Amongst the 20-man roster, there were standouts like Fuquay-Varina pitchers Caleb Bissette and Austin Harris, both of whom posted sub-2.00 ERAs this this past season and power hitters such as Spencer Brickhouse of Bunn and Tyler Keenan of Cleveland.

“It’s a big honor,” Bissette said about having the chance to play for the Region 3 team. “With all the college schools and pro scouts and with these guys, it’s a great opportunity. I think we have a good group of guys who are very talented.”

Green Hope pitcher Chris Joyner felt the same way, too.

“It’s a heck of an experience, he said. “It’s just really cool. Great players, great guys, it’s just fun.”

Orange catcher Brad Debo and pitcher Bryse Wilson along with South Johnston’s Joe Johnson and Sanderson’s Cory Wood added some more star power, as well.

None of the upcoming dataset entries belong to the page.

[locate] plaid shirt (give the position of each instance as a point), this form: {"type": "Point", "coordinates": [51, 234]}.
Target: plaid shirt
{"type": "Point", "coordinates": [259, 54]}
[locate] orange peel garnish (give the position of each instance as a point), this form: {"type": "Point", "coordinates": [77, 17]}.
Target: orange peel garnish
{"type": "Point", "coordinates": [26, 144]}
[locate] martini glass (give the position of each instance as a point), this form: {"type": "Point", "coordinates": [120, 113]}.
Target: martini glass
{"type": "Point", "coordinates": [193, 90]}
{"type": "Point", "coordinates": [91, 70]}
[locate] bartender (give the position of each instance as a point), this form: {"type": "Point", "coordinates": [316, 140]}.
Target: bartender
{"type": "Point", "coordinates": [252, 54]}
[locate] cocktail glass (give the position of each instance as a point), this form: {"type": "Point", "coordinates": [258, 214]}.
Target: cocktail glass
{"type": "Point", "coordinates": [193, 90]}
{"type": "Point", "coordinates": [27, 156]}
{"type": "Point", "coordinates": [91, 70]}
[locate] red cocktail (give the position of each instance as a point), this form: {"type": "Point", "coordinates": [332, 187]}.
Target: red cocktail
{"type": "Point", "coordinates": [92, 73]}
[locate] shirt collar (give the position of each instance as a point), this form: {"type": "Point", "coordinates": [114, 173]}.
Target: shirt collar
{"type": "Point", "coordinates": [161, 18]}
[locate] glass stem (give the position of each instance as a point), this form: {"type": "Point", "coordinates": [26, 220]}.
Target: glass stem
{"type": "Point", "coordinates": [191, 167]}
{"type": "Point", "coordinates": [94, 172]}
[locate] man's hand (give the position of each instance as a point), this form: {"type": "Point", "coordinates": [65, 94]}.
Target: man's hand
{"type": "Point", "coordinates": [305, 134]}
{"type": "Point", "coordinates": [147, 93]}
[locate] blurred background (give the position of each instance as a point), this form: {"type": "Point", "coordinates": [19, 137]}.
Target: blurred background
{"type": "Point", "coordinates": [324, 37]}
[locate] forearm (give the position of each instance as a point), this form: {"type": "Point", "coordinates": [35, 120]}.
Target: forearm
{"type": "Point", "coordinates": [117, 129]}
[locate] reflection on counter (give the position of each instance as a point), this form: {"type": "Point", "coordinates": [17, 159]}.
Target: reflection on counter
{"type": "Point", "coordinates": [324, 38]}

Getting to play with some of the area’s top players while also against opponents from around the state is what made participating in the Powerade State Games worthwhile, according to Wilson.

“I like to come together with the best players from the region and meet new people and just play against better competition,” Wilson said.

According to Dease, the Triangle area is one of the more talented regions in the state.

“I think it’s as strong as any other part,” Dease said.

Representing your school

For Brickhouse, an East Carolina recruit and a now two-time participant in the Powerade State Games, representing Bunn is something he took great pride in.

Brickhouse was the only player on Region 3 from Franklin County and he enjoyed playing for his community.

“It means a lot to my school,” Brickhouse said. “I come from a very small school and to come to an event like this two years in a row, it means a lot for a small school.”

Meanwhile, the event gave players who are usually in opposite dugouts an opportunity to be on the same team for once.

“We got Joe Johnson and Zachary Bridges from South Johnston,” Cleveland’s Keenan said. “We play them during our conference play.” Keenan was joined by teammate Ryan Flores on the squad. Cameron Meyers and Noah Liles of nearby West Johnston also made the team.

Making a statement

While players are seen by scouts more than ever before, playing in the Powerade State Games still provided a chance for them to be seen and noticed by college and professional coaches from all over the country.

In 2014, nearly 90 college coaches and professional scouts attended the games and many were back again in 2015.

Wood, a Coastal Carolina recruit, said players definitely look forward to playing in front of scouts and college coaches.

“There’s scouts that come every game and a lot of them, so you get to show as much as you can in a few game’s worth,” Wood said.

Keenan, who remains uncommitted after batting .483 with seven home runs as a sophomore, looked forward to playing on a bigger stage.

“People who haven’t committed anywhere get a chance to show their skills in front of people,” he said.

Rounding out the Region 3 roster was: Holly Springs’ Patrick Wheeler, Leesville Road’s Thomas Perrin, Princeton’s Matt Daughtry, Person’s David Solomon III, Middle Creek’s Sammy Chapman and Jonathan D’Ercole and Apex’s Ben Highfill.

Holly Springs’ Rod Whitesell, Leesville Road’s Guy Civitello and Roxboro Community’s Pete Tuck were assistant coaches.